In this work, we use the permissions and api level information from the apps as the features to
detect malicious applications. Further we observe that, android store [51] defines a category for every
published application. We have done extensive studies and discovered that, certain categories are highly
prone to malicious acts compared to other categories. We explicitly incorporate this information in our
model and learn a naive bayes classifier for each category using the features that encode information
about permissions and api calls. Given a new test application with a known category, we apply an
appropriate classifier to detect if the application is malicious. We created a large data set of android
applications and achieve an improvement of 3 4% by incorporating category level information.
Secondly, we combine the association rule mining and classification rule mining techniques to build
a classifier. The integration is done by focusing on mining a special subset of association rules, called
class association rules (CARs). To select the best features that distinguish between malware from benign apps, we rely on API level information within the bytecode since it conveys substantial semantics about
the apps behaviour. More specifically, we focus on critical API calls and their package level information.
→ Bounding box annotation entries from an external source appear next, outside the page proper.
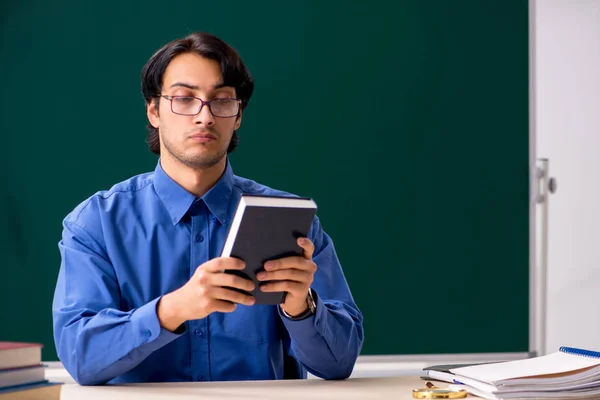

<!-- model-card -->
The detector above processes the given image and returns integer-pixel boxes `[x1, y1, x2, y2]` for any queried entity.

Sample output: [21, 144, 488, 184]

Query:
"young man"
[53, 33, 363, 385]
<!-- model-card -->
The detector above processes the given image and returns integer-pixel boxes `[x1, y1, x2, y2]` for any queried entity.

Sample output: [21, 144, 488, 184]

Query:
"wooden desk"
[60, 376, 474, 400]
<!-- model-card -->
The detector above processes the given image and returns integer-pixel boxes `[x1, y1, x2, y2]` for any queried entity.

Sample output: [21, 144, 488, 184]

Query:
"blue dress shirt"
[52, 160, 363, 385]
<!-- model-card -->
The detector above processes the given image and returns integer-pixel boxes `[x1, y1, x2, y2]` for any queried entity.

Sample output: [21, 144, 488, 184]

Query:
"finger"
[298, 238, 315, 260]
[211, 287, 254, 306]
[264, 257, 317, 273]
[260, 281, 308, 293]
[198, 257, 246, 272]
[209, 274, 256, 291]
[256, 268, 313, 284]
[212, 299, 237, 312]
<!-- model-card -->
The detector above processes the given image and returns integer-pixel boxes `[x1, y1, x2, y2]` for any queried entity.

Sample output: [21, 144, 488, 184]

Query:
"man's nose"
[194, 104, 215, 126]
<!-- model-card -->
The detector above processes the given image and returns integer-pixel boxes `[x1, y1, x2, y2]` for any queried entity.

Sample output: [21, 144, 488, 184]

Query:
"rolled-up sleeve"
[280, 218, 364, 379]
[52, 220, 183, 385]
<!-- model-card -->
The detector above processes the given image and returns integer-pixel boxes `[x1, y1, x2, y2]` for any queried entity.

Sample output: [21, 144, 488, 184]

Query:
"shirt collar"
[154, 159, 234, 225]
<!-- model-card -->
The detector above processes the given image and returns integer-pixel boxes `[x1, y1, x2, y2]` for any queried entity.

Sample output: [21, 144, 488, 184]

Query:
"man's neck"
[160, 157, 227, 197]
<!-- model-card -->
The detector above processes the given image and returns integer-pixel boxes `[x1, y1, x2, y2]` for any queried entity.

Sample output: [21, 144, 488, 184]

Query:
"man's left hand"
[256, 238, 317, 317]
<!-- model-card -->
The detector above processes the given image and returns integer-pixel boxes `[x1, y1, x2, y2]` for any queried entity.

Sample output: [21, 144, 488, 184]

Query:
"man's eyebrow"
[169, 82, 230, 91]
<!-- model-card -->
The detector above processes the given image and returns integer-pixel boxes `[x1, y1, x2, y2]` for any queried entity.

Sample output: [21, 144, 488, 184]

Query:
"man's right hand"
[156, 257, 254, 331]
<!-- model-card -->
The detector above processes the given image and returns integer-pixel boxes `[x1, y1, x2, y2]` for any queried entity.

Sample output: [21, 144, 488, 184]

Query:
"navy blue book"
[221, 194, 317, 304]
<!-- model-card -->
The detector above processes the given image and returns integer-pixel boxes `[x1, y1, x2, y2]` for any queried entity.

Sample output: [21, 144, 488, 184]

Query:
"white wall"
[532, 0, 600, 353]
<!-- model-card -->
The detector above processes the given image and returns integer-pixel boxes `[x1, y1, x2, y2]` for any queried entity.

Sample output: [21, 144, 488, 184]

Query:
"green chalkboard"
[0, 0, 529, 361]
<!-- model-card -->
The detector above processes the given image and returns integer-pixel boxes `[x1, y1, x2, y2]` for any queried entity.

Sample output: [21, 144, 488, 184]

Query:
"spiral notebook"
[450, 346, 600, 399]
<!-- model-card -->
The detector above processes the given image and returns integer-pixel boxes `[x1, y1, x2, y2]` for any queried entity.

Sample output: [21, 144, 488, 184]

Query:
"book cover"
[221, 195, 317, 304]
[0, 342, 42, 370]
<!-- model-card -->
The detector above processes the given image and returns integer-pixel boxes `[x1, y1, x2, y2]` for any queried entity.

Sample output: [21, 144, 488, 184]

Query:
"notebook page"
[450, 351, 600, 384]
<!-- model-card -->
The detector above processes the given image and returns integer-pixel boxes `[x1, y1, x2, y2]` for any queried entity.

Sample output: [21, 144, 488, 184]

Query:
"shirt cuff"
[131, 296, 186, 349]
[277, 293, 327, 338]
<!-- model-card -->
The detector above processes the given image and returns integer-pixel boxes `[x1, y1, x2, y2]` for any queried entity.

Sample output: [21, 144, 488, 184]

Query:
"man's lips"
[190, 132, 217, 142]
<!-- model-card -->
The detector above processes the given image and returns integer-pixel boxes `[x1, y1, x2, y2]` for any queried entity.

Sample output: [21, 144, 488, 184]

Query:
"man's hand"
[256, 238, 317, 317]
[156, 257, 254, 331]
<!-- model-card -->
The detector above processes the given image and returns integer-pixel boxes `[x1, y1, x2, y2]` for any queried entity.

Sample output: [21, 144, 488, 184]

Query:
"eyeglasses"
[160, 94, 242, 118]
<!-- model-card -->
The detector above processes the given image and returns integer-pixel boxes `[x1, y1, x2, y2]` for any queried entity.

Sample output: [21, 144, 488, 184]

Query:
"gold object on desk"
[413, 382, 467, 399]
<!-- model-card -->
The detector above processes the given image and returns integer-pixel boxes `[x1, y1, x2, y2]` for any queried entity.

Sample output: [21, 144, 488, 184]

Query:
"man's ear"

Rather than simply treating the individual api calls as items, we represent an item as a combination
of caller and callee api. We capture one level of control flow and context between caller and callee. Each
item in our model is of the form A%B, where A is the caller and B is the callee. We use Androguard [8],
a reverse engineering tool to perform API level feature extraction and data flow analysis. In summary,
• combining association rule mining and classification rule mining for Android malware detection.
• We achieved a detection rate of 85% over the baseline classifier of 0.69%.